Both “Bad Dream House” and “House of Cars” were at the MoMA show. The title I gave to the show was “Vito Acconci: Public Spaces.” So there was a large green banner outside the museum with those words, and I felt the way that Jean-Paul Sartre seems to think Jean Genet felt when, as a child, he took a loaf of bread and he was called a thief, and he decided now I’m going to be a thief. When I saw that sign, I thought I can’t turn back. I’m dedicated now to creating public spaces. So it was exactly at that time in 1988 that Acconci Studios started.
What I find fascinating is that since launching Acconci Studios, you’ve never looked back. You really entirely ceased being an artist.
You were very right in what you said in your first question. I never wanted viewers, I always wanted users, participants, inhabitants. I should have realized then if I didn’t want viewers, I really didn’t want art. Because with art, no matter how many nudgings into the traditions are made, the convention is always the viewer is here, the art is there.
So the viewer is always in a position of desire and frustration. Those “Do Not Touch” signs in museums are there for a reason: The art is more expensive than people are. I hope that is an immoral position, and I wanted things to be in people’s hands, people to be inside something.
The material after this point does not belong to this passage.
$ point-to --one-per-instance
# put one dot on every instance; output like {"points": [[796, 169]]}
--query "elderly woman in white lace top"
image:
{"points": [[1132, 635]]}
You know architecture by walking through it, by being in the middle of it and not being in front of it. And I wonder if the real way you learn things is to be in the middle of something.
Can you articulate a single aesthetic sensibility that ties all your architecture work together?
If there’s anything I want a work of ours to be, I want it to be secular. I don’t want it to have any religiousness in it at all. I don’t want it to have belief. I’d like to have commitment as we work, but always commitment knowing that something is going to change. We’re not going to be committed to the same thing all the time. We want an outside to come in, so that the commitment is revised.
And what we hate about any kind of architecture is if it makes people feel small.